Die App "Snapchat" wird bei Kindern und Jugendlichen immer beliebter. Mit ihr lassen sich Bilder und Clips einfach bearbeiten und versenden, die wieder verschwinden können. Mittlerweile hat die App aber ihre Funktionen erheblich erweitert und verändert. Es ist daher wichtig, dass Eltern diese Funktionen können, mit ihrem Kind über damit verbundene Risiken sprechen und gemeinsame Regeln vereinbaren.

Funktionen

Mittlerweile hat Snapchat die Funktionen erheblich ausgeweitet, Snapchat wird so immer mehr zu einer ausgereiften Foto- und Messenger-App, um WhatsApp, Facebook und Instagram Konkurrenz zu machen. Laut JIM-Studie 2016 nutzt fast die Hälfte der Befragten Snapchat mindestens mehrmals pro Woche.
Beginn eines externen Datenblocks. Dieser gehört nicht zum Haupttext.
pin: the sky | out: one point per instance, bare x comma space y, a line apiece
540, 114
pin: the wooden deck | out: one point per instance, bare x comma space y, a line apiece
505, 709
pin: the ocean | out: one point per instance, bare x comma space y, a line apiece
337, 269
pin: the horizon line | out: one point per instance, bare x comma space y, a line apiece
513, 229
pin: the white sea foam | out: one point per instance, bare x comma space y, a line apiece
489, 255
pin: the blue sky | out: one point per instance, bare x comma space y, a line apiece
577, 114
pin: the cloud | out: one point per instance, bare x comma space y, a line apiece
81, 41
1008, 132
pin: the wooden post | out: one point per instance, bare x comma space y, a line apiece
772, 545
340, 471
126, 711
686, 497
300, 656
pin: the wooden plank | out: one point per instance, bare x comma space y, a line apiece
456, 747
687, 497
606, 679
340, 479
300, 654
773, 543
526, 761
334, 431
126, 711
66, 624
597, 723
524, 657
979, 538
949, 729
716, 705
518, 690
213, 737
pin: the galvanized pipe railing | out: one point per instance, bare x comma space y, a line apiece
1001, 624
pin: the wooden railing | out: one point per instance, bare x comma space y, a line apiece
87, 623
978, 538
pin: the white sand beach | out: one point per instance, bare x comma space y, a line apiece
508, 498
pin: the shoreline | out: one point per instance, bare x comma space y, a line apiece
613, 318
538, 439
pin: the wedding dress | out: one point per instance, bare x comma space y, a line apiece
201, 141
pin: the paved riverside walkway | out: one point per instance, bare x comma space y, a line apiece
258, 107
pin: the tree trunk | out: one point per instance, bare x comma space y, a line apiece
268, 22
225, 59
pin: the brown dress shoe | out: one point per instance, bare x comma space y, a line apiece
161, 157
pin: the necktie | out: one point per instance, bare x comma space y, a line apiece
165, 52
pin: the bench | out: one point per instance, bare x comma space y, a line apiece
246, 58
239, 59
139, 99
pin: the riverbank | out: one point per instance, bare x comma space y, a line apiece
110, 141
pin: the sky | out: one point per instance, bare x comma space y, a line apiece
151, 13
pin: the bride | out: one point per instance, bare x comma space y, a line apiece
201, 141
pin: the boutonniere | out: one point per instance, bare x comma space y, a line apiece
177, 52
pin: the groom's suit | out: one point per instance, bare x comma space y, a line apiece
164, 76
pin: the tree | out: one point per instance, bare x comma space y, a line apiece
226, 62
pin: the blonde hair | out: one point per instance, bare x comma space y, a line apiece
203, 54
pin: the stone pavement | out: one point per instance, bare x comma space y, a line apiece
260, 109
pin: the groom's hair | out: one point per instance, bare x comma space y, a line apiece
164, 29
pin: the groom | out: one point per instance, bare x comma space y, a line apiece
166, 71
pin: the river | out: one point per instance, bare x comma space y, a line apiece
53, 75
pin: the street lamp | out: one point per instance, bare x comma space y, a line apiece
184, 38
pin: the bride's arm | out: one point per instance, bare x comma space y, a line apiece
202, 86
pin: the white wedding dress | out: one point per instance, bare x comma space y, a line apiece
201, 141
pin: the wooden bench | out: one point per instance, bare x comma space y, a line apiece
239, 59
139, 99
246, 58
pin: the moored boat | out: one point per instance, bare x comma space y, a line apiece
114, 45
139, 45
Zudem sollen Nutzer so noch mehr Zeit in der App verbringen, was Werbeerträge und Marktwert steigern.

Snappen

Nutzer können Fotos und Videos („Snaps“) mit Filtern, Text und Emojis versehen, herunterladen und auf anderen Netzwerken wie Instagram oder Facebook teilen. In der Regel verschwinden diese Snaps - je nach Einstellung - innerhalb von bis zu zehn Sekunden. Werden Bilder zum "Story" genannten Profil hinzugefügt sind sie bis zu 24 Stunden sichtbar.

Chatten

Nutzer können einander direkt anrufen, kurze Video-Botschaften, Fotos und Sticker schicken. Auch Gruppenchats mit bis zu 16 Teilnehmern sind möglich. Snapchat wird dadurch zum Messenger, wohl auch um WhatsApp und dem Chat-Dienst von Facebook Konkurrenz zu machen.

Die Buttons lassen nicht nur gespeicherte Bilder anwählen und bearbeiten, auch zehnsekündige Videos und Sprachnotizen lassen sich mühelos versenden. Audio- und Videoanrufe sorgen für die Möglichkeit, live mit Gesprächspartnern in Kontakt zu treten. Während des Telefonats können auch Fotos versendet werden, um etwa das Besprochene zu visualisieren. Eine Vielzahl an Stickern unterstützt die Kommunikation zusätzlich. So entstehen schnell und einfach Chat-Konversationen, die zwischen Bewegtbild, Ton und Textnachrichten hin und her wechseln.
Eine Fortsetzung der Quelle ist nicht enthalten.